Laut Dokumenten wurden mit den deutschen Polizeipräsident*innen eine »Hamas-Bedrohung in Deutschland« und die Aufforderung, strenger gegen Israel-Kritik in sozialen Medien vorzugehen, diskutiert. Auch Drohnen und ihre Abwehr seien behandelt worden – in diesem Bereich »verfügen die israelischen Sicherheitsbehörden über Fachexpertise«, wie auch das Bundesinnenministerium in der Antwort auf die parlamentarische Anfrage bekräftigt.

Im Juni 2025 hatte Bundesinnenminister Alexander Dobrindt (CSU) dazu einen umfassenden »Cyber- und Sicherheitspakt« mit Israel angekündigt, der Schutz kritischer Infrastruktur, Bevölkerungsschutz und Drohnenabwehr umfassen soll. Details will das Ministerium auch auf nd-Anfrage nicht mitteilen. Eine gemeinsame Absichtserklärung befinde sich »derzeit in der Schlussabstimmung«.

»Die Bundesregierung reduziert die parlamentarische Kontrolle auf Leerformeln und hält sicherheitspolitische Kooperationen mit Israel gezielt intransparent«, kritisiert die Linke-Abgeordnete Lea Reisner, von der die Kleine Anfrage stammt. Das sei besonders skandalös, »weil Israel mit seiner Besatzungs- und Siedlungspolitik fortlaufend internationales Recht verletzt«.

Das Innenministerium betont jedoch, dass sich die Zusammenarbeit mit Israel »nicht auf Gebiete erstreckt, die nach dem 5. Juni 1967 Teil des Verwaltungsgebiets des Staates Israel geworden sind«. Gleichzeitig kündigt es aber an, die Palästinensische Behörde »auf dem Weg zur Verwirklichung des völkerrechtlich verbrieften Selbstbestimmungsrechts« unterstützen zu wollen. Deutschland wolle sich dazu an der Umsetzung des 20-Punkte-Planes des Sicherheitsrats der Vereinten Nationen beteiligen – unter anderem durch die Unterstützung von Ausbildungsmaßnahmen künftiger palästinensischer Polizei- und Sicherheitskräfte.

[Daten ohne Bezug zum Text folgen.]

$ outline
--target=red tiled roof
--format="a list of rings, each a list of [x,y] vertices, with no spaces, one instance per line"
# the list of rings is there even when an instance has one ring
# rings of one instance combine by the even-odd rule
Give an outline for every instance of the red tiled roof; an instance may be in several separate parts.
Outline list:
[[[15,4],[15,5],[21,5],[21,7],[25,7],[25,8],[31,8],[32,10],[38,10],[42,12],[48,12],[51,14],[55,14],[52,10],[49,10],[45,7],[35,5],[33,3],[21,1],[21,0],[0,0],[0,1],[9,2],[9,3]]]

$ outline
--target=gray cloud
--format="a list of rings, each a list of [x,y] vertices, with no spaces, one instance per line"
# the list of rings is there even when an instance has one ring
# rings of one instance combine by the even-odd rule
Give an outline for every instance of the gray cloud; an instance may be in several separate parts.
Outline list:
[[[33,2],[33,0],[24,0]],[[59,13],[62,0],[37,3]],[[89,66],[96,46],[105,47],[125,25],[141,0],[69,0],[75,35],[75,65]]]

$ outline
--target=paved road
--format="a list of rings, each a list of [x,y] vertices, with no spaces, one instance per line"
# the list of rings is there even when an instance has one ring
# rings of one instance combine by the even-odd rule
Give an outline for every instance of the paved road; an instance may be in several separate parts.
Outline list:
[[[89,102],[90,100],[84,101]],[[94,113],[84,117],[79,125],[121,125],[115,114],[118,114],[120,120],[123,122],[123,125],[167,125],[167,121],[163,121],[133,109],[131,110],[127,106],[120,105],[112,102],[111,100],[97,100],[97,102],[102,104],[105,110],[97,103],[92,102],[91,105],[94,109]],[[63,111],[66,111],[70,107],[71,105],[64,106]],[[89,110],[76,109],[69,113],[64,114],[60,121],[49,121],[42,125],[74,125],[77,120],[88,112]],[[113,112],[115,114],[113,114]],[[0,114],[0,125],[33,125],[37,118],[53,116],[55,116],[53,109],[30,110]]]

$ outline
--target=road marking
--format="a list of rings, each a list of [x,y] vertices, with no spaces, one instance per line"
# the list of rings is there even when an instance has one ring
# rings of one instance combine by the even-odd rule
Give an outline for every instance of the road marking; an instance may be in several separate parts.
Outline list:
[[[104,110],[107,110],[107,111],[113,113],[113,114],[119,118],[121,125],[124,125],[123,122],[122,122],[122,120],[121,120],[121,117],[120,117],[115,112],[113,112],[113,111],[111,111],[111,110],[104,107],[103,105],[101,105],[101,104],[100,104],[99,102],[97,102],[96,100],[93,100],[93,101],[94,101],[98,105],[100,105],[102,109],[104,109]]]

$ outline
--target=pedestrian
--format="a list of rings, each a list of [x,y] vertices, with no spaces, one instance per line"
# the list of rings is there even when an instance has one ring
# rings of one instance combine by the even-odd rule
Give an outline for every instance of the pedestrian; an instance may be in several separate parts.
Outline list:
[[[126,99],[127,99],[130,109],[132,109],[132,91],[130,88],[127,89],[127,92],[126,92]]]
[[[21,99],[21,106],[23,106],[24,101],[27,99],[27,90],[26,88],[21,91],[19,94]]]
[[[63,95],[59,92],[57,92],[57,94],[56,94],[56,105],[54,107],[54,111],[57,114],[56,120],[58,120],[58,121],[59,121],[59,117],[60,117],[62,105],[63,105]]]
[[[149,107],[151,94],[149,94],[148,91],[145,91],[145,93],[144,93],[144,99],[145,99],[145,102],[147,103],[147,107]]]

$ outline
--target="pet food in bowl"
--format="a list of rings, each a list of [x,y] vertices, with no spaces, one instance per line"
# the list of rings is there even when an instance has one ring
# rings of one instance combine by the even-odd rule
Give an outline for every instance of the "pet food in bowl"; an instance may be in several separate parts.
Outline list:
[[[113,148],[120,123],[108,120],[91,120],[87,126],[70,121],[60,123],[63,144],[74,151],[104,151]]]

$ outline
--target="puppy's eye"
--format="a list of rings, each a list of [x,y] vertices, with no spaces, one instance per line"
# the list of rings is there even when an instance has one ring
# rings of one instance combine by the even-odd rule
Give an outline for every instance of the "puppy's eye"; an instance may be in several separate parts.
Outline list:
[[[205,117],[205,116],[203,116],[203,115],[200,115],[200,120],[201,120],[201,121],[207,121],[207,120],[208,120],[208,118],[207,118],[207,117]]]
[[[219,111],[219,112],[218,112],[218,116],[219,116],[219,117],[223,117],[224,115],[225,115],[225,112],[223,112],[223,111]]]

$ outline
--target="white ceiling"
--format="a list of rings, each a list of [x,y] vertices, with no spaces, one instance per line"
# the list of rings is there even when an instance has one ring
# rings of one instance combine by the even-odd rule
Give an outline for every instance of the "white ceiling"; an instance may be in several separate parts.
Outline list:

Nach Informationen des »nd« betrifft dies vor allem die EU-Mission EUPOL COPPS in der Westbank, die eine führende Rolle bei der Ausbildung der palästinensischen Polizeikräfte im Gazastreifen übernehmen soll. Europäische Polizeiausbilder sollen Curricula entwerfen und am Palestine College for Police Sciences in Jericho umsetzen. In einem ersten Schritt betrifft dies etwa 3000 palästinensische Polizeibeamte aus Gaza; langfristig soll eine Polizeitruppe von rund 13 000 Kräften ausgebildet werden.

Die Ausbildung unter Beteiligung der Bundespolizei könnte neben grundlegenden polizeilichen Fähigkeiten verschiedene Bereiche abdecken. Einige Maßnahmen sollen auch außerhalb des Westjordanlands stattfinden, möglicherweise in Ägypten und Jordanien. Wenn sich die Bundespolizei daran beteiligt, müssen Statusabkommen mit den jeweiligen Regierungen geschlossen werden, die dem deutschen Personal Vorrechte und Immunitäten gewähren.